A four engined version was planned, the MB-140. Quite paradoxically, the 4-engine was better than the 2-engine variant so speed and weapon load were even better!
The MB-140 was to fly at 600 km/h with 3000kg of bombs, over 2500 km. Building of the first prototype   was speed up  at the outbreak of WWII, but it was still unfinished in june 1940. The plane was so powerfull that everything was destroyed, to avoid falling in German hands... this plane has become a myth since then...  
King Arthur: Can we come up and have a look?
French Soldier: Of course not. You're English types.
King Arthur: What are you then?
French Soldier: I'm French. Why do you think I have this outrageous accent, you silly king?

Well regardless I would rather take my chance out there on the ocean, that to stay here and die on this poo-hole island spending the rest of my life talking to a gosh darn VOLLEYBALL.


Thanks Jon, I haven't got a copy of that Buttler book (yet).  I still wonder where I picked up the original reference.  The weights and dimentions you quoted bear an interesting comparison to the Canberra.  I wonder...




QuoteI would be interested in seeing some kind of reference drawing to get an idea of what design was supposed to look like.  If anyone has the means to transmit electronically to me a three view drawing or whatever is available, I would be most grateful.  

I am seeing something in my mind at the moment that could be created by using a pair of 1/48th scale Mosquito kits and the older Revell 1/32nd scale Mosquito fuselage for a sized up fuselage with greater wing span and maybe the addition of the engines from a Lancaster.  

Hmmmmm, now that the cost of creating it has gone up, perhaps rethinking this to a scale that is more affordable is better using the 1/72nd scale Mosquito offerings with the fuselage of a 1/48th scale Mosquito and the engines/nacelles from a 1/72nd scale Lancaster to obtain the larger fuselage, greater wing span, and retain the overall shape and appearance of the original Mosquito lines.  Of course the 1/72nd scale cockpit/windscreen/canopy would have to be retained and grafted on to the 1/48th scale fuselage to keep it in perspective.  

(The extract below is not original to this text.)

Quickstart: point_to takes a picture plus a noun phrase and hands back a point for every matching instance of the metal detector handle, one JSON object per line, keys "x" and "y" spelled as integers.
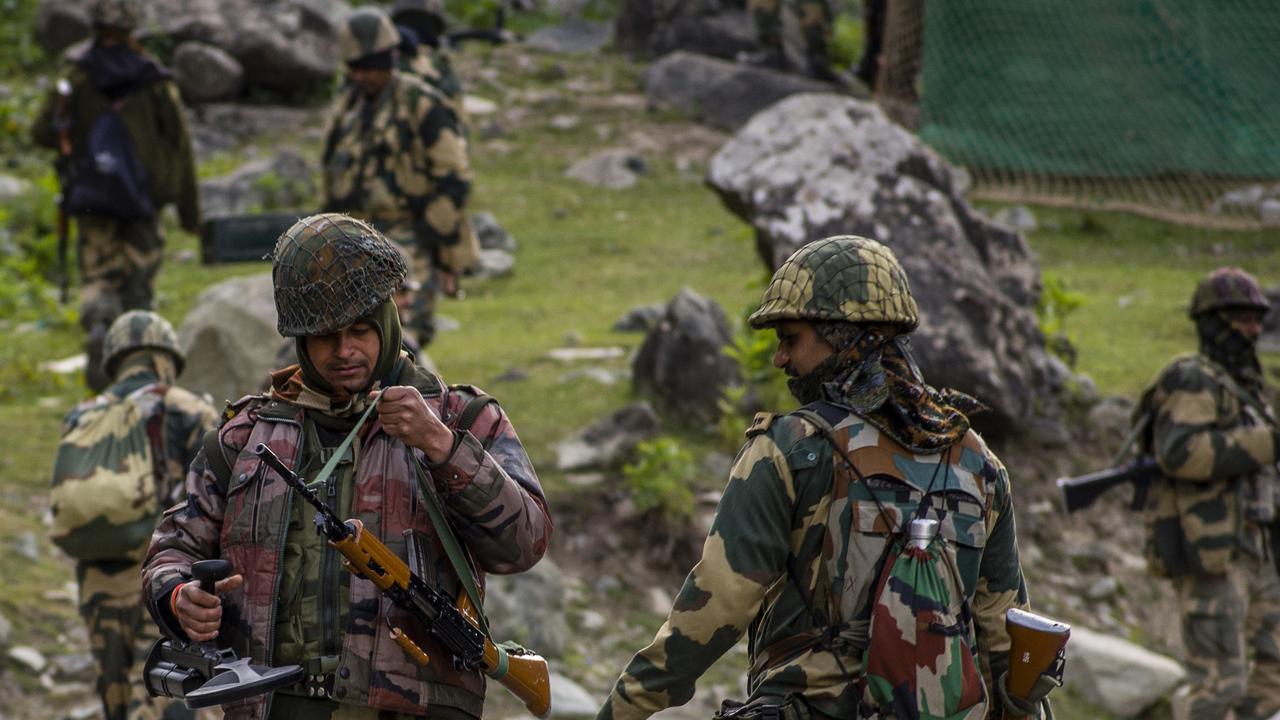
{"x": 209, "y": 572}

Anyone care to give feedback?
Hi Jeffrey,
as I mentioned in my previous post Tony Buttler and others have been searching for the 46,000 lb Mossie GA drawing that DeHavillands are known to have produced...they've had no luck so far.

As to the Sabre Mossie here is a side-view drawing I've posted previously that was printed in an Air Britain quarterly last year,
and Aircraft A was a jet-powered Mossie.

Note that while both of these were larger than the Mossie it was only be  matter of a few feet in wingspan and length and as such are much smaller than the 4 Merlin 46,000lb night-bomber.

I'd say that your concept of using a 1/48th Mossie to build a 1/72 model of the night-bomber is spot on as a 1/48th kit of any given subject is 1.5 times larger than the same aircraft in 1/72.
A 1/48th scale Mossie would give, in 1/72nd scale, a bomber with a wingspan around 81' 3" and a length around 60' 9"...a little smaller than my WAG dimensions made using peformance figures as a scaling factor, but close enough for guvment work.

As a suggestion I'd go with your plan of  the wings and fuselage from the 1/48th Mossie, but modify  the engine nacelles from two 1/72nd scale Mossies rather than use Lancaster nacelles as De Havillands would not have been happy with something as lumpy looking as the AVRO nacelles.  :D

Cheers, Jon


OK using Jeffrey's notion as starting point here's a first stab at a 4-engined Mossie bomber.

Note that along with using Mossie style canopy, engine nacelles and radiator assemblies I also ended up reducing the wing chord of the design by scaling the wingtips down by the same factor as the engines and canopy and then moved the trailing edge up to match.

The proportions of the flaps, ailerons, trimtabs etcetera also need modifying.

I'll be working up the other views over the next few days.